Получилось классно, Стас драпанул вперед, заорал. А он действительно трус со стажем.

– Идиотская шутка! Так сердце остановиться может.

– Да ладно тебе, не остановится.

– Я домой возвращаюсь.

– Стас, ну извини, мы почти пришли.

Он нас не извинил, развернувшись, начал быстро удаляться. Мне стало стыдно. Зачем я его напугал? Ведь каких-то десять минут назад сам был на взводе, а теперь осмелел, что ли?

Предложив Кирюхе отправиться домой, я услышал:

– Вам со Стасом памперсы пора менять? Тогда иди, я не держу.

– Очень смешно.

– Слав, смотри, – Кирюха облокотился о шершавый ствол сосны. – Я собаку вижу.

Я тоже её видел. Нас отделяло от цыганских кибиток метров сто, и в свете костра я отчетливо увидел больного зверя. Пес выл подобно волку, но никто из табора не обращал на него внимания. Несколько человек сидело вкруг костра, туда-сюда сновали дети; старика я, как ни старался, отыскать взглядом не мог.

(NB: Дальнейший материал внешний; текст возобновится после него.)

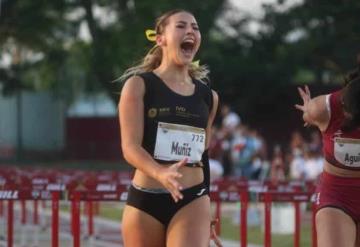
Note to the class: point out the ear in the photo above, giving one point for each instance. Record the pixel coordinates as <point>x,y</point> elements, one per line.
<point>160,40</point>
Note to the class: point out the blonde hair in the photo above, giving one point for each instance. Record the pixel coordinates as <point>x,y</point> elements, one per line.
<point>153,58</point>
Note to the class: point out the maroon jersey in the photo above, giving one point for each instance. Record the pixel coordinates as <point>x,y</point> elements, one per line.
<point>341,149</point>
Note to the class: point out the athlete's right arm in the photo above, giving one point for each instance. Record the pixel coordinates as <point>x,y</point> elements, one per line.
<point>131,115</point>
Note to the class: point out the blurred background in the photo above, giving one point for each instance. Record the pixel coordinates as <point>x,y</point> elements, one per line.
<point>59,61</point>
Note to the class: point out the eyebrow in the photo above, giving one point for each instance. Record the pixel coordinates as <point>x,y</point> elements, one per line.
<point>184,22</point>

– Ты бы так смог? – тихо спросил меня Кирилл, продолжая наблюдать за цыганами.

– Выть как собака?

– Дурак ты! Жить как они, постоянно скитаться, не иметь дома, спать в кибитках.

– Не знаю.

– Не смог бы ты – это сто пудов. – Кирилл прищурил глаза. – А я вполне. А чего? Прикольно. Нигде не привязан, ничто тебя не держит.

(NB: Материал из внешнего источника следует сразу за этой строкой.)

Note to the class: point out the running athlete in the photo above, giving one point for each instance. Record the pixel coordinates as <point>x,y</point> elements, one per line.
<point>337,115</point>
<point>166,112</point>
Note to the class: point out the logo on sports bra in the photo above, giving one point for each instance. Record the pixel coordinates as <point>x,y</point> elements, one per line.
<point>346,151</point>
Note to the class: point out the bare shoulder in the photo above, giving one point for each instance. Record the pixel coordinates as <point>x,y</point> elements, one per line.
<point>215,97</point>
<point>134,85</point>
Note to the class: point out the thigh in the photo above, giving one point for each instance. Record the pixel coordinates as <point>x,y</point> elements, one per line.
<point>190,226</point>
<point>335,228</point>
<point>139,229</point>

– Ну да, – я решил подколоть Кирюху. – Ни телика, ни Интернета, сидишь себе целый день в кибитке, а ночами у костра. Самое то для тебя.

– Издеваешься?

– Ага.

Кирилл хотел мне ответить, но в этот момент собака повела себя довольно странно. Перестав выть, она посмотрела в нашу сторону и заметно прихрамывая, стала к нам приближаться.

– Ни фига себе, Слав, делаем ноги. Она сюда ковыляет.

Я развернулся, сделал шаг и закричал. Секунду спустя вскрикнул и Кирюха. Возле сосны стоял старый цыган.

– Со родэса ту? – спросил он у меня.

– Блин! – выдохнул Кирилл. И тоном, уже более мягким сказал, обращаясь к цыгану. – Вы нас напугали.

– На дарэн,– ответил дед, выдержал паузу и снова заговорил, на этот раз быстро, невнятно. Он поднимал и опускал левую руку с растопыренными пальцами, слегка покачивал головой, причмокивая губами.

– Э-э… Мы пойдем, – сказал Кирюха.

– Бахт тукэ! – ответил он нам.

Подбежавшая собака стала тереться о ноги хозяина. Цыган нагнулся, погладил её по спине и у него в ладони остался клок коротких жестких волосков. Меня передернуло. Бедная собака, неужели они не понимают, что она мучается. Отвезли бы к ветеринару, сделали укол, нельзя же так издеваться над животным.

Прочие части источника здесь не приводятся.